I interrupted, "No thank you. I am only interested in fixed-rate mortgages."

He was puzzled. "Are you not interested in saving money?" he asked before launching into an elaborate explanation that combined economic theories, budgeting strategies, and an optimistic forecast of future interest rates.

When he finished, I explained, "I remember the 18%-19% interest on mortgage loans in the early 1980s. On a $100,000 loan, 18% interest is $1,500 per month just in interest. For a $200,000 loan, the interest alone would be a back-breaking $3,000 per month."

He probably thought I was out of my mind for considering an 18% mortgage interest rate in today's environment. Our conversation ended without resolution. The gap in understanding wasn’t about fixed-rate mortgages versus adjustable-rate mortgages (ARMs). It was a gap in age, experience, expectations, hopes, and fears—too wide to bridge.

Understanding Adjustable Rate Mortgages (ARMs)

Adjustable rate mortgages (ARMs) generally have lower initial rates compared to fixed-rate mortgages, making monthly payments lower and qualification easier.

  1. Income and Loan Qualification:

    • Lenders consider what percentage of your income is available for repaying the loan.

    • For example, with an income of $5,000 per month, a $2,000 loan payment is 40% of your income, while a $1,000 payment is 20%. The closer you get to 20%, the easier it is to qualify for the loan.

  2. Appeal to Younger Borrowers:

    • Young people, often optimistic about future income and likely to move within a few years, may prefer ARMs due to lower initial payments.

    • Renting seems like a waste of money compared to owning a home, even with the risks associated with ARMs.

  3. Older Borrowers with Setbacks:

    • Older individuals who have suffered financial setbacks and have lower credit scores or incomes might also find ARMs appealing.

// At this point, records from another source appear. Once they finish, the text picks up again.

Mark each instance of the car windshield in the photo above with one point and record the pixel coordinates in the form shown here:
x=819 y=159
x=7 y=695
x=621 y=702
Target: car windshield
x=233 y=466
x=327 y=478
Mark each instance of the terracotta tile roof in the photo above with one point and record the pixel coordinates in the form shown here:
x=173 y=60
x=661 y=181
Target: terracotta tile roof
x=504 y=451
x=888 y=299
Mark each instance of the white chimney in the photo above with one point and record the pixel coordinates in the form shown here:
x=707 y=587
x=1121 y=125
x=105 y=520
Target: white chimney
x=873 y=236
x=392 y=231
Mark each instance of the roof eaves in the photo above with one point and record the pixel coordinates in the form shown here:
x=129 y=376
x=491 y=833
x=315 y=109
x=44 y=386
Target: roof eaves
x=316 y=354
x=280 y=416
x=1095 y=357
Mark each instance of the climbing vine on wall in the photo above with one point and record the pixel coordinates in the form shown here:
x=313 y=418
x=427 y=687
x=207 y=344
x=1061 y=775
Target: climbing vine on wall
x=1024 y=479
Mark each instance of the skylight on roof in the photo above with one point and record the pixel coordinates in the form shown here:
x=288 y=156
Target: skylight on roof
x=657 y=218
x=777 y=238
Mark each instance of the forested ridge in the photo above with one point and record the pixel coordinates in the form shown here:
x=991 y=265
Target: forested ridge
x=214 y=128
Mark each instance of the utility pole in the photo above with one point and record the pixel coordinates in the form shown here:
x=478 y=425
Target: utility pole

    • A poor credit score increases the interest rate on a fixed mortgage, making ARMs with their lower initial rates a more attractive option.

Key Terms in ARMs

  1. Margin:

    • The lender's markup added to the index rate to determine your total interest rate.

  2. ARM Indexes:

    • Benchmarks used to determine rate adjustments. The stability of the index affects the stability of your loan.

  3. Adjustment Period:

    • The period during which your interest rate remains fixed before it adjusts. For example, a 5-1 ARM has a fixed rate for five years, then adjusts annually.

  4. Interest Rate Caps:

    • Limits on how much the interest rate can increase.

    • Periodic Caps: Limit increases within an adjustment period (not all ARMs have these).

    • Overall Caps: Limit increases over the life of the loan (required by law since 1987).

    • Payment Caps: Limit how much your monthly payment can increase.

  5. Negative Amortization:

    • Occurs when your payment doesn't cover the interest due, and the unpaid amount is added to your loan balance, increasing your total mortgage obligation.

Conclusion

When considering ARMs, it’s crucial to understand the terms and assess your financial situation. For some, the lower initial rates and easier qualification are beneficial, while others may prefer the stability and predictability of fixed-rate mortgages. As Henry Moore said, "What's important is finding out what works for you."